E-Mail Fraud Hides Behind Friendly Face
Most people know to ignore the e-mail overture from a Nigerian prince offering riches in exchange for a bank account number.
That is a scam, plain to the eye.
But what if the e-mail appears to come from a colleague down the hall? And all he asks is that you add some personal information to a company database? This is spear phishing, a rapidly proliferating form of fraud that comes with a familiar face: messages that seem to be from co-workers, friends or family members, customized to trick you into letting your guard down online.

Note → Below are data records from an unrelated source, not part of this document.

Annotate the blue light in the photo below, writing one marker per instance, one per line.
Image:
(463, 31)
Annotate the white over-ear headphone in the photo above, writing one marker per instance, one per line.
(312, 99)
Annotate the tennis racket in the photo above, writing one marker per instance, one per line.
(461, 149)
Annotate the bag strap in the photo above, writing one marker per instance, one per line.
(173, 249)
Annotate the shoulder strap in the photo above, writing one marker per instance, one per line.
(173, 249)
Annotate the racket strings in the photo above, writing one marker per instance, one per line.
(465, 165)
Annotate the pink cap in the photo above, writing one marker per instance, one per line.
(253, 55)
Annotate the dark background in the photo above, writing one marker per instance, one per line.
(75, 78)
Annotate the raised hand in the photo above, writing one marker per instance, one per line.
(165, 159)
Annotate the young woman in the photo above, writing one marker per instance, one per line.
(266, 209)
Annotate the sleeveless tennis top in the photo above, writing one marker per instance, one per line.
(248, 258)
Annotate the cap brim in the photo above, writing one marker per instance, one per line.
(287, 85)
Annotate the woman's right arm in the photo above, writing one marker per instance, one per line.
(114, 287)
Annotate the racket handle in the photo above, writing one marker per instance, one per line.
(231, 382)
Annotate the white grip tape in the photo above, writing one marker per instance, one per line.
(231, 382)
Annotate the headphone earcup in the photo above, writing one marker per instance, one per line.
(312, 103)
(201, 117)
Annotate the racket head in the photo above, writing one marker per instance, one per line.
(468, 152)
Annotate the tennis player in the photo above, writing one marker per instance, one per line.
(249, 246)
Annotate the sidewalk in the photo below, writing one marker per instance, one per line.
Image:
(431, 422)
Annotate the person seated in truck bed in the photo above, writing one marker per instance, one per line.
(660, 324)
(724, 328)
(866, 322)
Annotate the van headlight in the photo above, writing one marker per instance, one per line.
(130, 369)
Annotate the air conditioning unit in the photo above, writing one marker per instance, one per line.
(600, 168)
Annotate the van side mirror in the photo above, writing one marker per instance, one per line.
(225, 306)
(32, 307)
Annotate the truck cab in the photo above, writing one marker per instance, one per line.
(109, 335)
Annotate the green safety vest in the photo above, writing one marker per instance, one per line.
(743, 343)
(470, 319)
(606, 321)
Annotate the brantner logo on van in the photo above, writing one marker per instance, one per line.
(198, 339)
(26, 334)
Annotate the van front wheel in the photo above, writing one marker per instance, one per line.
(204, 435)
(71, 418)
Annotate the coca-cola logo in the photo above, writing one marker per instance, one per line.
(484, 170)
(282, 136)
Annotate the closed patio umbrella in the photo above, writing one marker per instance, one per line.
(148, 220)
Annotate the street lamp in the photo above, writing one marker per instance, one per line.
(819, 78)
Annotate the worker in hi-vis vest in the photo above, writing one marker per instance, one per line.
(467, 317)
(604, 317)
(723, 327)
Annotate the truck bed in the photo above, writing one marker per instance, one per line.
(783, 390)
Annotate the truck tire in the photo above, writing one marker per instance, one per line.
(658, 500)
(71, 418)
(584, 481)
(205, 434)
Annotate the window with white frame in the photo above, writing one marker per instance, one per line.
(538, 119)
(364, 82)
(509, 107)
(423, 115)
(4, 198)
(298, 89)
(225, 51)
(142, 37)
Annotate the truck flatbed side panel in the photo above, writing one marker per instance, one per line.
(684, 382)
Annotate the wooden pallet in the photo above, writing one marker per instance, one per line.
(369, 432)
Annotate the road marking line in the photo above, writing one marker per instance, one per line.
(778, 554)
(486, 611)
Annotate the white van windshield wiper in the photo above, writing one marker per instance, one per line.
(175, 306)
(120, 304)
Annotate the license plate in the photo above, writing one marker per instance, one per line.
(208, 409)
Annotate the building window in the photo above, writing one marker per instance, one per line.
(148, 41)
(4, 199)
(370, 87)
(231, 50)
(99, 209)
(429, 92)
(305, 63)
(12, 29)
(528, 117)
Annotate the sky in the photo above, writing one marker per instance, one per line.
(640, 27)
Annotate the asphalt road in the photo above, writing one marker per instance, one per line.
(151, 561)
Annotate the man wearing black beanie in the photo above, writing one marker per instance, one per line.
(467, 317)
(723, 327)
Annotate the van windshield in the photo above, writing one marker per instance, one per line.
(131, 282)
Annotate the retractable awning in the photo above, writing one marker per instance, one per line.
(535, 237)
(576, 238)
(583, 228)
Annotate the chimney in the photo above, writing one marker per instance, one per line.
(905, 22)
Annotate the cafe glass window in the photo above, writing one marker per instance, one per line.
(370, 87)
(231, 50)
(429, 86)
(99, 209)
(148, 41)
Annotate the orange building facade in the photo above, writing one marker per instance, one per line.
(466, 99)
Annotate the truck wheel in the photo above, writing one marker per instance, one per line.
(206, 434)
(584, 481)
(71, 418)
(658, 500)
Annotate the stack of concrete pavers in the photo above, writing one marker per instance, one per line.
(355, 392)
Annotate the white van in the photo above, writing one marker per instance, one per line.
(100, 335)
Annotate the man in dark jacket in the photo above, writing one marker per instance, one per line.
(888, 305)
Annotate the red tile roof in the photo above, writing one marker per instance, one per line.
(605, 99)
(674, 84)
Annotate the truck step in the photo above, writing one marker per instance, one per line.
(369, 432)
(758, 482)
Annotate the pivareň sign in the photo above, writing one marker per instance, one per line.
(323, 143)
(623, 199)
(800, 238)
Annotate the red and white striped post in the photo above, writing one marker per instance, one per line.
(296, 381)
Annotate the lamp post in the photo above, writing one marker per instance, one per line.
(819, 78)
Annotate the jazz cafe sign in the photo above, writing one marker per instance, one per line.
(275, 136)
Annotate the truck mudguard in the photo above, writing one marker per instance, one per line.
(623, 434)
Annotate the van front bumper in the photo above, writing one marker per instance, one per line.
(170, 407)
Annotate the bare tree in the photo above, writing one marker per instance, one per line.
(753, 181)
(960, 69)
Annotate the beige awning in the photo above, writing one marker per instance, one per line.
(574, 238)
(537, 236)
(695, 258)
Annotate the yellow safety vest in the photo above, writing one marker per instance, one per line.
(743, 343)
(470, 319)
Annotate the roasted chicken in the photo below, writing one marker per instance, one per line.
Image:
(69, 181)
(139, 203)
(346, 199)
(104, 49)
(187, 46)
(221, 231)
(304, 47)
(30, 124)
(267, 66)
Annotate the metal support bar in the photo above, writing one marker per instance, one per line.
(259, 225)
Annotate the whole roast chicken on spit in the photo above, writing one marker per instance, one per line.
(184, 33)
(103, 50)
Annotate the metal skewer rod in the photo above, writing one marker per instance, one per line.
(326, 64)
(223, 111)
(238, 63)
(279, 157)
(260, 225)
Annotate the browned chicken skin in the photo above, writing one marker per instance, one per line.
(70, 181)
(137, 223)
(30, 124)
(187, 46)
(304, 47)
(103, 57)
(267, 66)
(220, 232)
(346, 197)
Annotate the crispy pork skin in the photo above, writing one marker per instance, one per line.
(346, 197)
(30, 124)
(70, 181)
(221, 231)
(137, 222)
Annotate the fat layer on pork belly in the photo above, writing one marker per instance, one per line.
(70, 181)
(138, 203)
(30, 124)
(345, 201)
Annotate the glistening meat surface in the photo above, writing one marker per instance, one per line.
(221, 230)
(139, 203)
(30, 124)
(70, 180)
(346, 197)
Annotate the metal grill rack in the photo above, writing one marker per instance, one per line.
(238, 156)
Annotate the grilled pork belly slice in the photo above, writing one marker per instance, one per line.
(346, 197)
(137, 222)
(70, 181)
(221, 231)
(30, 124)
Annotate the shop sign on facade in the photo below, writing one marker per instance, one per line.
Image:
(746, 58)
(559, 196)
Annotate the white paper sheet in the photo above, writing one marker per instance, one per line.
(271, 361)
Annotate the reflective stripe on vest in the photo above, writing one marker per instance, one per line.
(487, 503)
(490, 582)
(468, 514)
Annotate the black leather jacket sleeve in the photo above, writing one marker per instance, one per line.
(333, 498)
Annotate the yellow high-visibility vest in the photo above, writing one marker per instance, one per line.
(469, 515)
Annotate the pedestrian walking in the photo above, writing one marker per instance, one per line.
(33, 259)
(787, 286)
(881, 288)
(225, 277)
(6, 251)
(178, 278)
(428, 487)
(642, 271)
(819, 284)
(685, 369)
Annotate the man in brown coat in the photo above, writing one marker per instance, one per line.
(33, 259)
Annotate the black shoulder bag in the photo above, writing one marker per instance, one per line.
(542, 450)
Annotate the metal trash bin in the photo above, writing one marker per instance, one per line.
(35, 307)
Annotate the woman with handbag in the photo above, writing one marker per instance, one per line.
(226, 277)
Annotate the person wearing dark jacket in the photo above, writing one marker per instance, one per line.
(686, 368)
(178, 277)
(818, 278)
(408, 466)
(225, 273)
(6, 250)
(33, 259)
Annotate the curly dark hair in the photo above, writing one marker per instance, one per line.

And it has turned into a major problem, according to technology companies and computer security experts.
On Wednesday, Google disclosed that it had discovered and disrupted an effort to use such pinpoint tactics to steal hundreds of Gmail passwords and monitor the accounts of prominent people, including senior government officials.
Secretary of State Hillary Rodham Clinton said Thursday the Federal Bureau of Investigation would investigate Google’s assertion that the campaign originated in China.
Such tactics were also used in an attack on a company called RSA Security, which security experts say may have given hackers the tools to carry out a serious intrusion last month at Lockheed Martin , the world’s largest military contractor.
The security specialists say these efforts are a far cry from more standard phishing attempts, which involve spraying the Internet with millions of e-mails that appear to be from, say, Citibank in the hope of snaring a few unfortunate Citibank customers.
Spear phishing entails sending highly targeted pitches that can look authentic because they appear to come from a trusted source and contain plausible messages.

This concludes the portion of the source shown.